Student applicants can show their communication skills by having thoughtful discussions with the project mentors and responding to communications in a timely fashion. We would love for our student applicants to be able to ask good questions. By this, we mean having taken the diligence to check out the FAQs, documentation, taken time to check out the code, and tried to install and/or run the app.

We’d love you to be able to be familiar with the project itself so that you know you would be excited to work on it over the course of the summer. We want to provide you with the information you need to be excited about the project and know it is a fit for you.

Can I start contributing now?!

Q: Can I start submitting pull requests? What can I do to get ahead in the application process? I want to get started!

A: We appreciate the excitement, but we'd prefer applicants hold off. We trust you can fix the small bugs, but we're more interested in your approach to solving larger problems. The bigger things are more interesting to you and to us. Think about how you would spend your time this summer. What would you do to improve the project besides the small fixes? We are interested both in your technical skill, but also your holistic understanding of the project. Ultimately, we will judge your application by the thoughtfulness of your proposal.

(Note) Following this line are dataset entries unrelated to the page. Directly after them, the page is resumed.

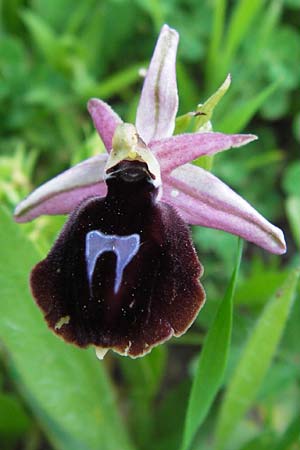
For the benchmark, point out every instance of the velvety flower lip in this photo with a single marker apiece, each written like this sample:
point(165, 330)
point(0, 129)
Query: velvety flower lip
point(123, 273)
point(210, 202)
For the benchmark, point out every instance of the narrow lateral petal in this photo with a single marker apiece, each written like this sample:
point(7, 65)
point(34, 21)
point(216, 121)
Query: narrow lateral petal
point(202, 199)
point(177, 150)
point(63, 193)
point(105, 120)
point(158, 104)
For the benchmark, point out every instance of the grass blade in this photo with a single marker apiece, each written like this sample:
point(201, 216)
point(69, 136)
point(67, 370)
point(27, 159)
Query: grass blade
point(66, 388)
point(212, 362)
point(255, 361)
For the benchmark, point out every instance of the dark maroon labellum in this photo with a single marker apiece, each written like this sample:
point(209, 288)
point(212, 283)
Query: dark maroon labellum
point(123, 274)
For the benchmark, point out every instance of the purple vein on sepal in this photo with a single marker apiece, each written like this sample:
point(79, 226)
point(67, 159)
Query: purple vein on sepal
point(124, 247)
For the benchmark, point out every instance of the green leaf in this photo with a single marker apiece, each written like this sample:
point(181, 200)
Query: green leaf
point(242, 18)
point(293, 214)
point(206, 110)
point(255, 360)
point(239, 117)
point(212, 362)
point(14, 420)
point(67, 388)
point(216, 37)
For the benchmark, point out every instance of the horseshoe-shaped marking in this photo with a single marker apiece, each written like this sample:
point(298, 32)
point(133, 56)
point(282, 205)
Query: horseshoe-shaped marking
point(124, 247)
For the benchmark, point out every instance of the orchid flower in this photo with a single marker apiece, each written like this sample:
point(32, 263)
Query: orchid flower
point(123, 274)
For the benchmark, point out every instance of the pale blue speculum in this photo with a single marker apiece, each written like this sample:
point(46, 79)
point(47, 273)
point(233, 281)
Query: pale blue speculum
point(124, 247)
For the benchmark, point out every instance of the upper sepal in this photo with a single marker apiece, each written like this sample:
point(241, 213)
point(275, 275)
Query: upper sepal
point(62, 194)
point(158, 104)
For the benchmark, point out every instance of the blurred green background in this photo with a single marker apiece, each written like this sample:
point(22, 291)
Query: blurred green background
point(54, 56)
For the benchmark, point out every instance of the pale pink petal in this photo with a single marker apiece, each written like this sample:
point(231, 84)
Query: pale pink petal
point(105, 120)
point(63, 193)
point(158, 104)
point(177, 150)
point(202, 199)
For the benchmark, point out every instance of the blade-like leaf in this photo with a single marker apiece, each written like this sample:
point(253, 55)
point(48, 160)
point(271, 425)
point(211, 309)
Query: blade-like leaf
point(293, 214)
point(243, 113)
point(212, 362)
point(242, 18)
point(255, 360)
point(66, 388)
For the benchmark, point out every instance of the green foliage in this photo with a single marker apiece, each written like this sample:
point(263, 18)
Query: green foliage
point(54, 55)
point(66, 388)
point(210, 371)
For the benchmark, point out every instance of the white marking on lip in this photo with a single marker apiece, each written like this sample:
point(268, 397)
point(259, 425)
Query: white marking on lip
point(62, 321)
point(174, 193)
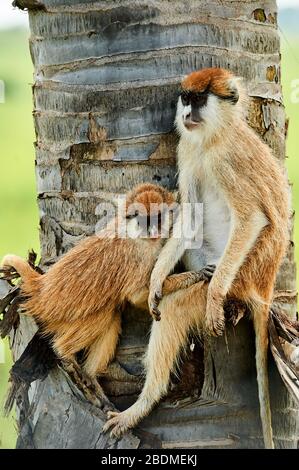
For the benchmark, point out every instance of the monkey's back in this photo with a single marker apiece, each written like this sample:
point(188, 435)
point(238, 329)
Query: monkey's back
point(269, 188)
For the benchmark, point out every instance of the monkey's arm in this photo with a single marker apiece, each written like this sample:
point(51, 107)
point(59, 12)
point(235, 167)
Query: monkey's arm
point(174, 249)
point(169, 256)
point(176, 282)
point(246, 228)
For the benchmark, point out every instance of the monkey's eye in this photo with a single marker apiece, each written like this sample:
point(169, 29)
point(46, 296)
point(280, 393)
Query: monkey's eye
point(199, 99)
point(185, 97)
point(132, 216)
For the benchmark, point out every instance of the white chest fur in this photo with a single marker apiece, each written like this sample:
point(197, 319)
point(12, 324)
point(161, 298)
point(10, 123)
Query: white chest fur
point(216, 213)
point(216, 222)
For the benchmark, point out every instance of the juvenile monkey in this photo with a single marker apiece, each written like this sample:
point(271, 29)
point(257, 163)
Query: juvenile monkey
point(79, 300)
point(226, 166)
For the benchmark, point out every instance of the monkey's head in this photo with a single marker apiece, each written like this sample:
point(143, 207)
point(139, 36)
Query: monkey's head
point(149, 212)
point(210, 98)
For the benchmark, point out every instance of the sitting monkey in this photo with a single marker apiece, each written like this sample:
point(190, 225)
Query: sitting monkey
point(226, 166)
point(78, 302)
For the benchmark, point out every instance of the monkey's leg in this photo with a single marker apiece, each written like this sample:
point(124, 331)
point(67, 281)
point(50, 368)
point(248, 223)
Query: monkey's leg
point(181, 312)
point(176, 282)
point(260, 321)
point(102, 351)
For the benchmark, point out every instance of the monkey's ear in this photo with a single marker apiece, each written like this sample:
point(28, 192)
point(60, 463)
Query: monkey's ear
point(233, 89)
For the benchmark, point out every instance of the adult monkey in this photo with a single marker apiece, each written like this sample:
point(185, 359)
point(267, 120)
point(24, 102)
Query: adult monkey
point(226, 166)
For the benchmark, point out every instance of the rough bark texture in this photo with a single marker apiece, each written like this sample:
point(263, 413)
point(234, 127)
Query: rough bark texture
point(106, 85)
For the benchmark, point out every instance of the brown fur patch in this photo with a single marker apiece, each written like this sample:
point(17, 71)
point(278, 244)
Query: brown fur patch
point(214, 79)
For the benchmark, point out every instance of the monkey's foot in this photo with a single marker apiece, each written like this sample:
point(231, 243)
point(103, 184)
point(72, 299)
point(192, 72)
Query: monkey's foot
point(119, 422)
point(215, 323)
point(207, 272)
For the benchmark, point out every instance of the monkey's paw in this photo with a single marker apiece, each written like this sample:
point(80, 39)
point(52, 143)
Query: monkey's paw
point(154, 299)
point(119, 422)
point(215, 319)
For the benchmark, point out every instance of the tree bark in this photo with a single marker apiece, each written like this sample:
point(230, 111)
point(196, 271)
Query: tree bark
point(105, 91)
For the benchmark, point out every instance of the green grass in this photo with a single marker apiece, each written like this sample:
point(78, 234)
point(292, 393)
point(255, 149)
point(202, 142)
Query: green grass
point(18, 211)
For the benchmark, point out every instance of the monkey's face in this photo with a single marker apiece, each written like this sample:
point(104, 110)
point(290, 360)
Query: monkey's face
point(140, 225)
point(206, 99)
point(149, 212)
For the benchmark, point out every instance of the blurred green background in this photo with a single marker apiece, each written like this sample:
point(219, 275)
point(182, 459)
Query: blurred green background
point(18, 210)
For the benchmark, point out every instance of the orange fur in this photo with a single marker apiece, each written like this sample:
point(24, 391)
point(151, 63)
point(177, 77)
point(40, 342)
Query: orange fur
point(78, 302)
point(225, 165)
point(214, 79)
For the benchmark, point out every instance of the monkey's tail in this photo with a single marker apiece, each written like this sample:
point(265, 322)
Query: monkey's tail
point(260, 320)
point(27, 273)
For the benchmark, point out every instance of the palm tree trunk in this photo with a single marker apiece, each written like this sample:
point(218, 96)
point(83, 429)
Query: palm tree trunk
point(105, 91)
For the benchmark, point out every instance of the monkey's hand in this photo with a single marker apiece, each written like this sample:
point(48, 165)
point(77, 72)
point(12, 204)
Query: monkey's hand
point(215, 320)
point(119, 422)
point(155, 296)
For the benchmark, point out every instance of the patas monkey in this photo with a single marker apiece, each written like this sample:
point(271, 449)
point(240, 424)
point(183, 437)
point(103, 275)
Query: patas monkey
point(78, 302)
point(225, 165)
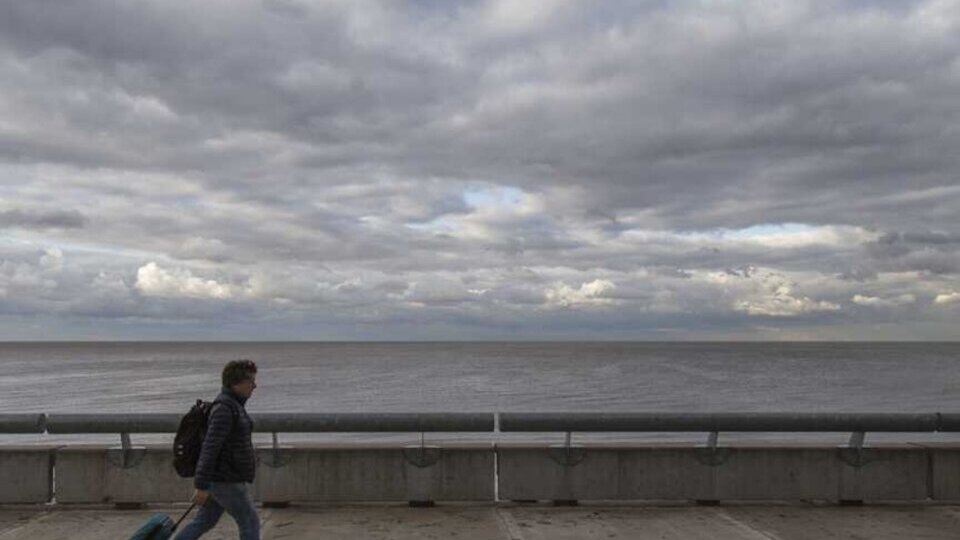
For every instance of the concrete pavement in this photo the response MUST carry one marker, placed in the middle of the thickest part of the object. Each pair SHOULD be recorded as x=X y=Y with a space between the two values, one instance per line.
x=516 y=522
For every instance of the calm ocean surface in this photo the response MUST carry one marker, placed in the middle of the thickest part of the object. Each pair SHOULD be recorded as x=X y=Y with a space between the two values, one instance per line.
x=486 y=377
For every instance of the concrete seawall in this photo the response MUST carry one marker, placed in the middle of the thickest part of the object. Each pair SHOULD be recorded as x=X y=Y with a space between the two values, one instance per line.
x=505 y=471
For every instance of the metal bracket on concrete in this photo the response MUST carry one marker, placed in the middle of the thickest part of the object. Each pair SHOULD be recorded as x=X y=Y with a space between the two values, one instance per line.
x=713 y=455
x=854 y=454
x=422 y=456
x=126 y=456
x=567 y=454
x=276 y=456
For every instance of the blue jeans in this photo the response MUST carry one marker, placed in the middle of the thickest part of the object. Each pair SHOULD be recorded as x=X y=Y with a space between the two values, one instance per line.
x=234 y=497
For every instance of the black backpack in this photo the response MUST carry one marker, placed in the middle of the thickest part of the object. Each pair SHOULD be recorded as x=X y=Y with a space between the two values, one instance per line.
x=189 y=439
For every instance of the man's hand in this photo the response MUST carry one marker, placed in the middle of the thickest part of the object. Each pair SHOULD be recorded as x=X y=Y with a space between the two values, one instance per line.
x=200 y=496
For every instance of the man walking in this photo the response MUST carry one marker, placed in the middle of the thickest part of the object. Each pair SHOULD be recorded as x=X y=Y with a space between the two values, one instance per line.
x=227 y=462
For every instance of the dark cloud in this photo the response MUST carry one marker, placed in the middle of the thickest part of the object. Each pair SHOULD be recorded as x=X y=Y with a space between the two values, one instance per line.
x=56 y=219
x=482 y=164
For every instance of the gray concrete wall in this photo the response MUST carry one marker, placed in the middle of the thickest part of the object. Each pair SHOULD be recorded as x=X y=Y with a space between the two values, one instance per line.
x=344 y=472
x=739 y=473
x=26 y=474
x=306 y=473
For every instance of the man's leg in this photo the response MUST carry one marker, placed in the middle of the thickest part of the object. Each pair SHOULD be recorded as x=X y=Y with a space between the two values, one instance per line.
x=235 y=498
x=207 y=516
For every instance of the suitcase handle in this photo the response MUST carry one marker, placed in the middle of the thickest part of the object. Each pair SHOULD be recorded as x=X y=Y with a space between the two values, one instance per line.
x=177 y=524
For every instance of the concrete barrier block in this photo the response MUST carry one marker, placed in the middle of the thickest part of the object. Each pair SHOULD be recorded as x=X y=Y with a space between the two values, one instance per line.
x=944 y=471
x=665 y=473
x=369 y=473
x=90 y=475
x=889 y=473
x=26 y=474
x=769 y=473
x=532 y=473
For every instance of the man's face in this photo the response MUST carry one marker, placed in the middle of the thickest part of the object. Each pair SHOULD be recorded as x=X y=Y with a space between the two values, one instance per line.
x=245 y=388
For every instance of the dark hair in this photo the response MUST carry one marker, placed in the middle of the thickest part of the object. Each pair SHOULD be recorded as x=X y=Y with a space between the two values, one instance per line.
x=237 y=371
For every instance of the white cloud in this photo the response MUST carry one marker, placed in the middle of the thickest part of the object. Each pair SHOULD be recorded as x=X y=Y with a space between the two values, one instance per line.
x=767 y=292
x=593 y=293
x=875 y=301
x=52 y=259
x=152 y=280
x=947 y=298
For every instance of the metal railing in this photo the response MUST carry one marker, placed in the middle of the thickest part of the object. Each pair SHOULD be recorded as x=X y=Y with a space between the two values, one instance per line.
x=857 y=424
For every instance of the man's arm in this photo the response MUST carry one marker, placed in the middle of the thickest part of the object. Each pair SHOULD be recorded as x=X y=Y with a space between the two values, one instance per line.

What does “loosely defined” mean?

Q: I want a specific list of issues to tackle. Why don’t you provide any of that for the “loosely defined” projects?

A: For some projects, part of the exercise for you this summer will be figuring out your own path forward. For spme projects we’re in the very early stages--we haven’t even figured out schema yet. We want you to be creative, define your own methods, and identify areas you think are worth exploring. While we welcome fresh and new ideas this blue sky approach can be very difficult. If one of these "loosely defined" projects is something you want to pursue we highly recommend taking the time to think very thoroughly through the project and be in contact with the mentor to discuss the project in more detail.

How many projects can I apply to?

Q: Wow there are a lot of very interesting projects that The Berkman Klein Center has and I want to apply to work on a few of them. What should I do?

A: We will certainly accept applications to multiple projects and applying to more then one doesn't mean that a candidate will be rejected. That said we encourage students to focus on one project as it often yields better and more thought out responses to the challenges posed by each of the projects. If you are accepted you will only be working on one project.


What should I include in my application?

Q: I don't know what to include in my application?

A: We have provided an application template that you can use. This includes some basic information for us to get to know you and a section to see what your proposal is. In your proposal we would love to see well thought out approaches to how you plan to implement the features you wish to take on for the summe. A well thought out application will include a timeline with milestones for your work throughout the summer.